Car, pour les juges de Karlsruhe, cette assurance ne peut être pérenne que si les assurés versent leurs cotisations et mettent au monde des futurs cotisants. Ce n'est plus le cas en Allemagne, qui connaît une natalité catastrophique, avec un taux de fécondité de 1,3, et où plus d'une femme sur trois de la classe d'âge née après 1965 n'aura pas d'enfant. 

Il convient donc de réduire l'inégalité entre célibataires et familles, ces dernières payant deux fois : pour les assurés d'aujourd'hui et ceux de demain en élevant leurs enfants. La décision de Karlsruhe a été qualifiée de "révolutionnaire" par les conservateurs bavarois et de "percée historique" par l'Association des familles allemandes (DFV).

Les retraites par répartition sont désormais en ligne de mire, les juges de Karlsruhe ayant exigé du législateur qu'il prenne en compte leur décision pour les autres prestations sociales : l'idée défendue par les familles, et soutenue indirectement par Karlsruhe, est que ceux qui choisissent de ne pas avoir d'enfants doivent payer plus que ceux qui en ont s'ils veulent prétendre toucher à leur tour leur retraite par répartition.
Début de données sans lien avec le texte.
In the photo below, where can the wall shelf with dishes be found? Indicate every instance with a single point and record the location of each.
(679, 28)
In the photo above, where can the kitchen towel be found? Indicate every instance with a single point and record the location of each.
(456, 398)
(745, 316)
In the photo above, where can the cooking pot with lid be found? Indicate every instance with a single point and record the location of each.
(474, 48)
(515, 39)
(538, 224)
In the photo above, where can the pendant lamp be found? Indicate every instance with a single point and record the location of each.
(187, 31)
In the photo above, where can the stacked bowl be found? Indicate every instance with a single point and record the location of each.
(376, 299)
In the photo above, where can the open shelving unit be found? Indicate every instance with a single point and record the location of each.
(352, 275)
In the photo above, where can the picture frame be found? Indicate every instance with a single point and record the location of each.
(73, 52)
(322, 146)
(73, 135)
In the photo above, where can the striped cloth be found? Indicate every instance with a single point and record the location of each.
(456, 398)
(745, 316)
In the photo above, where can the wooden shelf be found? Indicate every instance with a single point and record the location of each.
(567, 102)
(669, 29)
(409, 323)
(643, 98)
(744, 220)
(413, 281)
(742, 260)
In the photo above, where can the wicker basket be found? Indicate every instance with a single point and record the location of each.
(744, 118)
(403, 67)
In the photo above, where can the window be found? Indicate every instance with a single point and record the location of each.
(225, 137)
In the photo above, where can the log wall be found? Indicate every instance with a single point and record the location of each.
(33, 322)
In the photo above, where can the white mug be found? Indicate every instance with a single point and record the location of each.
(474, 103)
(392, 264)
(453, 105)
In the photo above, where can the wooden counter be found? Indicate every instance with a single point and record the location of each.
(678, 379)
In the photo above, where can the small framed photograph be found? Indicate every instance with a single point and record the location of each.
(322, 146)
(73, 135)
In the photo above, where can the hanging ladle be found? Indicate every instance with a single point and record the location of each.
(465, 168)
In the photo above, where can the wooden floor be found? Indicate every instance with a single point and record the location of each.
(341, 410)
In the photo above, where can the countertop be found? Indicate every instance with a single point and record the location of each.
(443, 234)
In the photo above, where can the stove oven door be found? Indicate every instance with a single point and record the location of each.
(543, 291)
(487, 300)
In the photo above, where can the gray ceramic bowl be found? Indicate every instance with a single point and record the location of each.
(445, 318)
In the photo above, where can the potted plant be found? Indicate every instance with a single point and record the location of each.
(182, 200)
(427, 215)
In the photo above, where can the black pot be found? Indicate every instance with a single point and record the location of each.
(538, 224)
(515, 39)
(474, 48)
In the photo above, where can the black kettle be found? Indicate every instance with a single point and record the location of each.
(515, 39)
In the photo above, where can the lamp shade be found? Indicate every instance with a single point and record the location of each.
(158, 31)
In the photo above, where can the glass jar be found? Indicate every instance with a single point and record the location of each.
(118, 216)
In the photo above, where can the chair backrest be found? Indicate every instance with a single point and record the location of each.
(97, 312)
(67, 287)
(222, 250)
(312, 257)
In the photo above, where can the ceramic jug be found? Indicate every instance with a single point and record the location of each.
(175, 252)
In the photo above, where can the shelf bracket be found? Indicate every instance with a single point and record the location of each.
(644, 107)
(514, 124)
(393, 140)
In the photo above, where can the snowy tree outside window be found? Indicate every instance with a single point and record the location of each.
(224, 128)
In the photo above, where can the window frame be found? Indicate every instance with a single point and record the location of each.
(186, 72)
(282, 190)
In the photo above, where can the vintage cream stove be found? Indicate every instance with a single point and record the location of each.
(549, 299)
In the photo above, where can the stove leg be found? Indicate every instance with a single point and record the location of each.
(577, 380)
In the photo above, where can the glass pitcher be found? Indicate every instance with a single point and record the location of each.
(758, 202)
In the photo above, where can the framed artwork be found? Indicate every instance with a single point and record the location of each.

La décision de Karlsruhe met dans l'embarras le gouvernement Schröder, qui, dans un pays où tout est fait pour les personnes âgées, paie les conséquences d'une politique fiscale et sociale hostile aux familles depuis des décennies : quotient familial quasi inexistant, crèches insuffisantes, école finissant à 13 heures, ce qui empêche les mères de travailler, etc. Aujourd'hui, avec une population vieillissante, l'Allemagne prend conscience que son système de solidarité sociale est au bord de l'explosion.
En déposant une plainte, les familles montrent qu'elles ne veulent pas être les éternelles perdantes. "Un ménage avec trois enfants gagnant 60 000 marks par an peut mettre de côté 5 000 marks pour ses loisirs ou son épargne par an. Un célibataire dispose de quatre fois plus", estime le démographe Herwig Birg. Déjà, lors d'une décision de 1992, Karlsruhe avait exigé que l'on prenne en compte pour les retraites le temps que les femmes avaient passé à éduquer leurs enfants. En 1999, elle avait de facto forcé le gouvernement Schröder à augmenter sensiblement les allocations familiales.

A l'époque, on avait accusé Karlsruhe d'empiéter sur les prérogatives du politique. La Cour estime qu'elle remplit sa mission de gardien de la Constitution, qui affirme (article 6) : "Le mariage et la famille sont placés sous la protection particulière de l'Etat."